In previous researches, the average baseline PPG value in most patients is above 25 mmHg.31, 34, 35So we can speculate that the baseline PPG value of most patients now receiving TIPS as a secondary prophylactic second‐line treatment has already risen above 25 mmHg. That is to say, a lot of them should actually skip the EVL + NSBB treatments and directly undertake TIPS implantation, which may bring them a higher chance of survival and cut down unnecessary medical resources.
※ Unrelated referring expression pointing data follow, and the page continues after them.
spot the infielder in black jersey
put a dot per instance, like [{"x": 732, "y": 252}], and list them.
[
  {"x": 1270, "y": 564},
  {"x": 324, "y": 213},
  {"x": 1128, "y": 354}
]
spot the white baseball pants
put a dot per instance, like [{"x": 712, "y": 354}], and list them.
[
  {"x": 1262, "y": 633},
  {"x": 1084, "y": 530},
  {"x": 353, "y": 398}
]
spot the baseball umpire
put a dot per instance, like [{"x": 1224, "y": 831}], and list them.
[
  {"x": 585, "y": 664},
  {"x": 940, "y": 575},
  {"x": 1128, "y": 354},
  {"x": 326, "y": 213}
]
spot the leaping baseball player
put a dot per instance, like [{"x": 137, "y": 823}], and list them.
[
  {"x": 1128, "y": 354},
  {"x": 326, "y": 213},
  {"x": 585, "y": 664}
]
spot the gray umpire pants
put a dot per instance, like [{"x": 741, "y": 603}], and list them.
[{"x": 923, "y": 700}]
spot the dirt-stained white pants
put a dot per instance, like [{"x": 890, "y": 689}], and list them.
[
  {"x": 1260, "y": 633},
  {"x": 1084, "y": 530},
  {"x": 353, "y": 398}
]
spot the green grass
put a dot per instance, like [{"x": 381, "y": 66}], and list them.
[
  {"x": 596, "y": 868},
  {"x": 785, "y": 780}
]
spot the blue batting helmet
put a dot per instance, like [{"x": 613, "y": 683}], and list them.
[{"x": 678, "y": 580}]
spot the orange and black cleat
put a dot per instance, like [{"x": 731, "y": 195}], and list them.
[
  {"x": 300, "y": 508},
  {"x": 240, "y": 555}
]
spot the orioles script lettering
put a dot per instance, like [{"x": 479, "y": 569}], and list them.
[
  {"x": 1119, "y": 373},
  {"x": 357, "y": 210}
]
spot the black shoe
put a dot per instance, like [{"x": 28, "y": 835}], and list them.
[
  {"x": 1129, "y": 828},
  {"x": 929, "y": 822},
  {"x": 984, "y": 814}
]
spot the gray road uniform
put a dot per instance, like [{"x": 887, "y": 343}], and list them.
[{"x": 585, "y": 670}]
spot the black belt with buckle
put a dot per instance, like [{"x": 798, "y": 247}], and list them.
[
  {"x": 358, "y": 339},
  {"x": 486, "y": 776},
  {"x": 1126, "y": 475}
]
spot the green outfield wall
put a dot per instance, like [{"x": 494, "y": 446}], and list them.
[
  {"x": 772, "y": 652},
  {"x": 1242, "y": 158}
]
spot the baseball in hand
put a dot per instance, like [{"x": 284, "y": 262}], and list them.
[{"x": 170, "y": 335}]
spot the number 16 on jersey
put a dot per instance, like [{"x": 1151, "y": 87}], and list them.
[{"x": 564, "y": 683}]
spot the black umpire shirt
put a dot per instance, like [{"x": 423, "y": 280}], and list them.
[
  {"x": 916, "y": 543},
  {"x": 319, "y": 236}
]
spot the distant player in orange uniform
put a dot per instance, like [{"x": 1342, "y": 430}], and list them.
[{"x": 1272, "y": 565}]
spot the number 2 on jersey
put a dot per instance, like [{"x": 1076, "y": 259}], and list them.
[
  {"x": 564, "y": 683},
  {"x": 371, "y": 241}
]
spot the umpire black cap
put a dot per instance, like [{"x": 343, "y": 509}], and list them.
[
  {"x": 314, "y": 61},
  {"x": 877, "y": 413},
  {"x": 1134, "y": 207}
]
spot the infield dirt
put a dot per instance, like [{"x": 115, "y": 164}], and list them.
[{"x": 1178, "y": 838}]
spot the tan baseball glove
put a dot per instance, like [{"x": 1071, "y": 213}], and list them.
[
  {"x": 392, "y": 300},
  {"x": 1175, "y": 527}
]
Some other interesting outcomes also caught our eye in this research, which illustrated that INR (HR = 36.357, 95% CI = 1.313–1006.488, P = 0.034) was identified as independent predictor of variceal rebleeding, and the independent predictors of HE were PT (HR = 1.606, 95% CI = 1.062–2.429, P = 0.025) and spleen diameter (HR = 0.578, 95% CI = 0.393–0.849, P = 0.005). As to the fact that patients with smaller spleens are more likely to develop HE after TIPS insertion, we reckon this may be due to the more portal vein perfusion in larger spleens, so the extent of portal vein perfusion reduction following TIPS is much lighter than that of smaller spleens under the same circumstance, which as a result lower the incidence of HE. This phenomenon in turn also verifies our proposal that splenic embolization should not be operated at the same time with TIPS implantation. On the other hand, some researchers support the idea that pre‐existing portosystemic shunt (PSS) may be the probable cause for TIPS‐related complications including HE.30 And we considered that would also explain our results, as PSS developed smaller spleen, and then involved presence of HE after TIPS insertion. Unfortunately, due to the scarcity of our sample size, we failed to illuminate the relation between PSS and the occurrence of HE.

Finally, we should mention the limitation of our study. First, the lack of a large sample is the major drawback, and further, large‐scale studies are needed. Second, Fluency‐covered rather than Viatorr‐covered stents were used because only the former was available in China. However, it has been reported that the performance of the two stents is similar in preventing variceal rebleeding.36Furthermore, what we discussed here was just a retrospective study, and the subjects were not randomly matched. So we are also arranging for a randomized controlled trial that will base on patients with HVPG ≥ 25 mmHg and Child–Pugh score < 10 to confirm the credibility of this study and identify more suitable candidates for TIPS implantation.

In conclusion, for patients with PPG ≥ 25 mmHg who have recovered from an episode of acute esophageal VH, utilizing TIPS as the first‐line therapy to prevent rebleeding is demonstrated effective in improving the survival and therefore should be recommended to a wider range of clinical practice. Furthermore, we found that splenomegaly plays a positive role in preventing HE; hence, it is not recommended to perform TIPS implantation together with partial spleen embolization simultaneously as combined therapy.